Egyptian artist Huda Lutfi’s Al-Sitt and her Sunglasses (2008), a work featuring Um Kalthoum, is one of the 100 pieces on view in the latest exhibition entitled ‘Reflections: Modern Art of the Middle East and North Africa’ showing at the British Museum. The exhibition runs from the 11th of February to the 15th of August, 2021.

Al-Sitt (The Lady) is one of several works displayed in the exhibition, along with art pieces from creators born in or related to countries from Iran to Morocco, representing over a decade of collecting contemporary art from the Middle East and North Africa. The work is a collage with the legendary Egyptian artist’s trademark sunglasses, known as Al-Sitt (The Lady), and lyrics of the song Al-Atlal (The Ruins).
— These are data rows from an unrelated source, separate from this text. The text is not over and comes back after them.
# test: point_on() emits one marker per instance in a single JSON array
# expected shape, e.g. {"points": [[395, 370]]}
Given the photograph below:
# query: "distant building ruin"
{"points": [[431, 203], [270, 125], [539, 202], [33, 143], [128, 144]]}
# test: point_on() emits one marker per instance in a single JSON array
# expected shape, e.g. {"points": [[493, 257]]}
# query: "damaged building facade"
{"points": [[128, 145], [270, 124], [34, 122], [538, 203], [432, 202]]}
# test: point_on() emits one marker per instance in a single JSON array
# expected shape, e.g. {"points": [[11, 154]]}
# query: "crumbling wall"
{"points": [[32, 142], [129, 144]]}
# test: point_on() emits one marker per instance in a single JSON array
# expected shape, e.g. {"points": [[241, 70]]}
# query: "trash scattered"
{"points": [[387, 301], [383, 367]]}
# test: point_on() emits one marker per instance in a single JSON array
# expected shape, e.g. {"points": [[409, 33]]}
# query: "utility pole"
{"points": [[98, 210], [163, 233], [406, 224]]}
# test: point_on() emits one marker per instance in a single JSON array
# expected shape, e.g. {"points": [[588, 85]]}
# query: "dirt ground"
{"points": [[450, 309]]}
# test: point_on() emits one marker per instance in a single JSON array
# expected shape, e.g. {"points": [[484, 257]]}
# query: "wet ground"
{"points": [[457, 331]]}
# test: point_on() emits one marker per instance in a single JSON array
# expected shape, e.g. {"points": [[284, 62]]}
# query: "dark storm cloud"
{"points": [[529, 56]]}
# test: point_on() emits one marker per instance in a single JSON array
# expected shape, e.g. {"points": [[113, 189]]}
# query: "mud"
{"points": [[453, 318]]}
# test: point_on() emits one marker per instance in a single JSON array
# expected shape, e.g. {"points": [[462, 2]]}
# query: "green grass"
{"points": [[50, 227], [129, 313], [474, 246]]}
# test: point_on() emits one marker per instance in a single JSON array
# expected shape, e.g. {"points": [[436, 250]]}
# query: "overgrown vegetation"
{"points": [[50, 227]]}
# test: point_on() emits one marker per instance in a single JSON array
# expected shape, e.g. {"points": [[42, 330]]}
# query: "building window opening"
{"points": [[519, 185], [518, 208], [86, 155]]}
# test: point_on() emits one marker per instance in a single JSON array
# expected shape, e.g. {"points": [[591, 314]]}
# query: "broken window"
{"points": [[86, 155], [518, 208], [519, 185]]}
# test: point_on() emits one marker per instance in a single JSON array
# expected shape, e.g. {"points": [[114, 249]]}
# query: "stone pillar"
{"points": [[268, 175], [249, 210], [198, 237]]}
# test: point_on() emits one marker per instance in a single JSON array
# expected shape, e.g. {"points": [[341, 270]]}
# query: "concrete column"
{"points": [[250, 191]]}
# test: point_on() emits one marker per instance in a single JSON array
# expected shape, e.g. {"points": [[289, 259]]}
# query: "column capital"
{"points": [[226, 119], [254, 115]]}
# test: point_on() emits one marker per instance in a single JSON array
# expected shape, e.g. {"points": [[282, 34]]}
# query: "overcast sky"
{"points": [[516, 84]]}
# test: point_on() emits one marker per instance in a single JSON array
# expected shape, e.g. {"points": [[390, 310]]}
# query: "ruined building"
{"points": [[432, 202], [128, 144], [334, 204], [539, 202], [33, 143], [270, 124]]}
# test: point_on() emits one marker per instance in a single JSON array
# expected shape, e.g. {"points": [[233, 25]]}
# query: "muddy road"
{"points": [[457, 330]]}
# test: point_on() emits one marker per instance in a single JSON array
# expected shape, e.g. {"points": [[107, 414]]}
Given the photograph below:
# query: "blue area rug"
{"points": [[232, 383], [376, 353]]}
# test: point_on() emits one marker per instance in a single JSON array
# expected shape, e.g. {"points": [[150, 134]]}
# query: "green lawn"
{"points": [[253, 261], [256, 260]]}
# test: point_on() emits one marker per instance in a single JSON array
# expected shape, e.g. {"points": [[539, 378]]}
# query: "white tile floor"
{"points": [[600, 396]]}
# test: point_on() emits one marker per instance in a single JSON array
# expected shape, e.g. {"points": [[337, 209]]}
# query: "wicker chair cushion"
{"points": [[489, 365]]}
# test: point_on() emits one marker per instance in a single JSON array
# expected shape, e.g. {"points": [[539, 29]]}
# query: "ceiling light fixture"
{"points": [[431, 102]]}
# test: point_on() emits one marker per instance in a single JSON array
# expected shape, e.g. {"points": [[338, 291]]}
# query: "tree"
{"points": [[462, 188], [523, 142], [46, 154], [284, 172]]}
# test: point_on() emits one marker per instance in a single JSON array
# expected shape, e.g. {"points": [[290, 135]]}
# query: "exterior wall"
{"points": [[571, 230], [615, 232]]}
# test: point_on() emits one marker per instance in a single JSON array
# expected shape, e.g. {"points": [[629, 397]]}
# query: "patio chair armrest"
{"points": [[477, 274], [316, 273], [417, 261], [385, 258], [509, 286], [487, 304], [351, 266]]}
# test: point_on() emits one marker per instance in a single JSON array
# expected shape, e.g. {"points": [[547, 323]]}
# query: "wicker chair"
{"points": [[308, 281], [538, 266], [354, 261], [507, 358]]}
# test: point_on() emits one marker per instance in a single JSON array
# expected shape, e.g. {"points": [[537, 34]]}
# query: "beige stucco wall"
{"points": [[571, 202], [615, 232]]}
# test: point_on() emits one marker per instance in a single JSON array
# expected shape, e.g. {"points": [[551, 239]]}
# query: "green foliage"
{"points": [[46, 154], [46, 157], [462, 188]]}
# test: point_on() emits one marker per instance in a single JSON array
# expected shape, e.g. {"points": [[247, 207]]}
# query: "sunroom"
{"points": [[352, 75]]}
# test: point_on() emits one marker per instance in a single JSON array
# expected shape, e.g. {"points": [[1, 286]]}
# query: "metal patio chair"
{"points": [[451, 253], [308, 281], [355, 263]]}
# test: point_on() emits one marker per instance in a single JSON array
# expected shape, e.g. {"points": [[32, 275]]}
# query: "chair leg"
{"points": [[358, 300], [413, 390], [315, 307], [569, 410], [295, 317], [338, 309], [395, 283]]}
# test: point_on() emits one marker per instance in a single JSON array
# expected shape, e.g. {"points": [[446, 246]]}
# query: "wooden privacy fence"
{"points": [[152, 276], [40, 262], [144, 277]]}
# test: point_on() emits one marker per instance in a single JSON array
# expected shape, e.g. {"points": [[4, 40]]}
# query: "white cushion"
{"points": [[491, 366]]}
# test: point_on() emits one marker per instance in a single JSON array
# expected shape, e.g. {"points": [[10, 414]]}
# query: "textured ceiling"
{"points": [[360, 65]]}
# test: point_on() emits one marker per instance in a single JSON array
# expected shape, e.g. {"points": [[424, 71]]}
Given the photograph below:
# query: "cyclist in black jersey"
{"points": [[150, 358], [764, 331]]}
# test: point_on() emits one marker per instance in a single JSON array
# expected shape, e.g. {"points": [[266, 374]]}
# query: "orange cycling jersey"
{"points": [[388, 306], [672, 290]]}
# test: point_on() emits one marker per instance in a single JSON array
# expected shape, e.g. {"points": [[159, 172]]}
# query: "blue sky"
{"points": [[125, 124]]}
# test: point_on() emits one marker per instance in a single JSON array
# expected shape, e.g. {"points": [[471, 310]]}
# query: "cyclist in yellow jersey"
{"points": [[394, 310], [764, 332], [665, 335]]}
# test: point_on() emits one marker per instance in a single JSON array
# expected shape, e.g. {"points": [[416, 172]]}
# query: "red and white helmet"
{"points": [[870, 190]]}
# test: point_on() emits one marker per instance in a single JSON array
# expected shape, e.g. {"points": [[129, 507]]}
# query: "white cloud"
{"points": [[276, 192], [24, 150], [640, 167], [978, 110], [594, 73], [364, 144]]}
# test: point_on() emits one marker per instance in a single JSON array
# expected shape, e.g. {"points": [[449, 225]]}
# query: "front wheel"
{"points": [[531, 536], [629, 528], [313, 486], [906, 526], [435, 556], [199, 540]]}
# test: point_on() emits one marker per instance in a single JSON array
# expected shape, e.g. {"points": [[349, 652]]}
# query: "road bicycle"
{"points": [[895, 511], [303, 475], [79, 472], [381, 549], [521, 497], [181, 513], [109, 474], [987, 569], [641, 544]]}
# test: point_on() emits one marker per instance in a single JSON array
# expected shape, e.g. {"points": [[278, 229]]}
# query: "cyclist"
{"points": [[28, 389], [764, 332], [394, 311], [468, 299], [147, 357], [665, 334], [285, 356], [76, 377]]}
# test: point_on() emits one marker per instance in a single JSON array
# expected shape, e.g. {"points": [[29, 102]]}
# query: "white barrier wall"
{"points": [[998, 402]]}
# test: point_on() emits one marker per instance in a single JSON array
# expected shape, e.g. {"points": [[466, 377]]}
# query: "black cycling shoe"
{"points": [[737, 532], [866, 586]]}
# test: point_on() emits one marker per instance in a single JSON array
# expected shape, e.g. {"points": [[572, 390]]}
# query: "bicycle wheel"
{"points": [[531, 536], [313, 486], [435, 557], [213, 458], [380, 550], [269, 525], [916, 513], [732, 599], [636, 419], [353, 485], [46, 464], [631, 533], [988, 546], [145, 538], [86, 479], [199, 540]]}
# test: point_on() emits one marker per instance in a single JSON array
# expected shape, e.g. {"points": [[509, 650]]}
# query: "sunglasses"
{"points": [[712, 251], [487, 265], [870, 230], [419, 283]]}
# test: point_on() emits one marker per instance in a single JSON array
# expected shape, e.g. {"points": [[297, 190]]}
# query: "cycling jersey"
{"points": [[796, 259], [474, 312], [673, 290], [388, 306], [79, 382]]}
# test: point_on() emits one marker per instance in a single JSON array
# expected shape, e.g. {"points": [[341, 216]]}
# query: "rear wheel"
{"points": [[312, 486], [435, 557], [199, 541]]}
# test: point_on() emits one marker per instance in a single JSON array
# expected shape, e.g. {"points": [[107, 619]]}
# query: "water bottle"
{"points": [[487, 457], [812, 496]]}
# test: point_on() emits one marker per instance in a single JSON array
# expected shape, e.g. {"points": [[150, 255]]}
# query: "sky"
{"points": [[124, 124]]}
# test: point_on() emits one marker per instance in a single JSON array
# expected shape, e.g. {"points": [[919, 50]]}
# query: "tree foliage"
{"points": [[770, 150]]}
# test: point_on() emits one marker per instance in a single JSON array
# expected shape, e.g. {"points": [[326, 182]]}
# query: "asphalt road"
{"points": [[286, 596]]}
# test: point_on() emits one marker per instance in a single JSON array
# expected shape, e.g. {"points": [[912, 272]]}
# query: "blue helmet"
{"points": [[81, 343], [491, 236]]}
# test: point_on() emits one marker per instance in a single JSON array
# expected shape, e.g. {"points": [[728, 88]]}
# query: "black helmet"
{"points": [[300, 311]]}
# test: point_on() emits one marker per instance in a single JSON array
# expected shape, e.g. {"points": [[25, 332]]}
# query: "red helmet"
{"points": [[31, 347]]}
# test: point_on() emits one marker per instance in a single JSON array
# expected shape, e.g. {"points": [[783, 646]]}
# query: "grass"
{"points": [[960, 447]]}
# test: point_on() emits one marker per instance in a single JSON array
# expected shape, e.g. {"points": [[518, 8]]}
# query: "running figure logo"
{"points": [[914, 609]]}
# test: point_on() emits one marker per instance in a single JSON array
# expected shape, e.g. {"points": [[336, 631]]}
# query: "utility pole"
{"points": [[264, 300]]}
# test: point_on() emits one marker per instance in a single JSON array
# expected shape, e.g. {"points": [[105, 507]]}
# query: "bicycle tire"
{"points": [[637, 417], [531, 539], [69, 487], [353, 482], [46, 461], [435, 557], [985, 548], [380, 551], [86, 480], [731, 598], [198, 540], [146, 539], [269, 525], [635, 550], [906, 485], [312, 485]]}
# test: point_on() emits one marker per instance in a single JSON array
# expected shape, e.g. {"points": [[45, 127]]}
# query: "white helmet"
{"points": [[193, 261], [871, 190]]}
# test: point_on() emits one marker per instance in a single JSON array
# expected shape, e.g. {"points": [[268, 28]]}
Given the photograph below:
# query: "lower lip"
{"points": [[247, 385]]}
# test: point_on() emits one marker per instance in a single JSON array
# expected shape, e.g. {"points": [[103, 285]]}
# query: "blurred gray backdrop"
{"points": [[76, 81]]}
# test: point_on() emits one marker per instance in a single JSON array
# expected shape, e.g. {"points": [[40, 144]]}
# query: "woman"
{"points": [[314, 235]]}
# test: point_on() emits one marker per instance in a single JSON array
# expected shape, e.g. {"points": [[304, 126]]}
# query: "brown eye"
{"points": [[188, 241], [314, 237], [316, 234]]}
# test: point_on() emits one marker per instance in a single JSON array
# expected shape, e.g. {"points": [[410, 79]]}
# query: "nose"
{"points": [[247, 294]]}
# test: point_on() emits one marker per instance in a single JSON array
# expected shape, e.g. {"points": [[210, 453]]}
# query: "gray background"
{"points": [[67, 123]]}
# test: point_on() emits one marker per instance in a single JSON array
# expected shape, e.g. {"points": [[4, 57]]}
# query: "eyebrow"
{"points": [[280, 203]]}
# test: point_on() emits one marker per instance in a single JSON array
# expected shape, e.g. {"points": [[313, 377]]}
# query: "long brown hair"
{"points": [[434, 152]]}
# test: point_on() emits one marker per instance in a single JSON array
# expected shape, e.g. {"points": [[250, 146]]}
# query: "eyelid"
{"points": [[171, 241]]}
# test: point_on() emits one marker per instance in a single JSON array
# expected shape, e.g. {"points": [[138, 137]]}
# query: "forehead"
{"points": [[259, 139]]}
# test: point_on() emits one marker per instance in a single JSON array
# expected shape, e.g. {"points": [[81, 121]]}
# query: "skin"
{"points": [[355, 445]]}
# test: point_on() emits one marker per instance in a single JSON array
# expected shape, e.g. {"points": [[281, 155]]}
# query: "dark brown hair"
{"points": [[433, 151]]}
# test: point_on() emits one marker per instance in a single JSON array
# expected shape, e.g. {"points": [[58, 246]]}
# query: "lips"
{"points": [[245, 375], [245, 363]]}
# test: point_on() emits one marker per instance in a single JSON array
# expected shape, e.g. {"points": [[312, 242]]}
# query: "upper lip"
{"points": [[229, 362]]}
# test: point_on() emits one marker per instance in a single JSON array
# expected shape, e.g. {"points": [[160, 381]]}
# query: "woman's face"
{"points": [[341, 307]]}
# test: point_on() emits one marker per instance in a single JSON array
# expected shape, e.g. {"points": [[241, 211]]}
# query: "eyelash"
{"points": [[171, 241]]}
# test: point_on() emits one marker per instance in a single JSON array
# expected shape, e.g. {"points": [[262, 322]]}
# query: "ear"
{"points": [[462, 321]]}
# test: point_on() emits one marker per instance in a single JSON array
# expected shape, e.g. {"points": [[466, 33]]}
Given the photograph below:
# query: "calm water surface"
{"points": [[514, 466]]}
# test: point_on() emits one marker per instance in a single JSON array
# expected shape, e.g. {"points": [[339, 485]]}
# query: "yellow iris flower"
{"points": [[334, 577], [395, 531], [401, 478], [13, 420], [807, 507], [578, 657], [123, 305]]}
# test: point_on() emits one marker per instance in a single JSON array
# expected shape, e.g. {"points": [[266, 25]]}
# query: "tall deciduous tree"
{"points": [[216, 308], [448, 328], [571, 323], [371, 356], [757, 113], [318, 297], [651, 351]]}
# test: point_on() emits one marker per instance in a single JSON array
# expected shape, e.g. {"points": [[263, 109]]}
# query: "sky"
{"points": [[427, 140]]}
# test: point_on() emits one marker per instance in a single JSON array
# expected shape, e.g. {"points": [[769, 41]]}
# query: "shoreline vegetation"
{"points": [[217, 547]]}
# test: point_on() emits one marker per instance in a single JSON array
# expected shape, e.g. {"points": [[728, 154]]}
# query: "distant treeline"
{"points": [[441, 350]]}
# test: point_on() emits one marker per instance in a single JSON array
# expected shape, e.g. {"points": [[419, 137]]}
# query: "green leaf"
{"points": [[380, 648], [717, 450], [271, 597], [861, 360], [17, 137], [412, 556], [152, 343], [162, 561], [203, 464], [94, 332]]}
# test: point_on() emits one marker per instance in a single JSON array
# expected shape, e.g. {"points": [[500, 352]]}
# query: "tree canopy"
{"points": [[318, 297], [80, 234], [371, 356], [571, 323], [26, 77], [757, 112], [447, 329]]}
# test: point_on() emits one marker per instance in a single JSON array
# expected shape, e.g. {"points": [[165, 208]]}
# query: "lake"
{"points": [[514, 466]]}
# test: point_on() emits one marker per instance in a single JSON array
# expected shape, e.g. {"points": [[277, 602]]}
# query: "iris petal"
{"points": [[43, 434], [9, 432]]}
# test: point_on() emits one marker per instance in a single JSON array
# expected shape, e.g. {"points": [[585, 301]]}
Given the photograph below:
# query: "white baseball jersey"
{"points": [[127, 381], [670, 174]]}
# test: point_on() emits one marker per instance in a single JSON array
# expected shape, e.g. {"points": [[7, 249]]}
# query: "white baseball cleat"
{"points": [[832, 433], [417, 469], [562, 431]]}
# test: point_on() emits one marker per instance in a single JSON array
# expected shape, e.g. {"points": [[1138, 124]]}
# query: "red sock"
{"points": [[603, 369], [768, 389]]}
“Reflections highlights issues of gender, identity, faith, politics, and memory. Also communicated within the exhibition, are ideas about poetry, music, and war. The artists, whether living in the countries of their birth or in diaspora, belong within the globalised world of art, and many allude to the artistic or literary heritage with which they are associated,” reads a press release by the British Museum.

Lutfi was born in Cairo, 1948, Egypt. She received a PhD from McGill University, Montreal, in Arab Muslim Cultural History in l983, and has been a professional artist since the 1990s. The renowned artist produces works of collage, drawing, photography, and film art installations that also investigate the historical myths of the Pharaonic, Coptic, Islamic, Arab, and African cultural fabric of Egypt. Her job responds to the complexities of modern culture at all periods.

It’s a given that her work has been widely viewed in Egypt, but it’s also been included in international galleries in the UAE, the USA, Austria, Singapore, and Germany.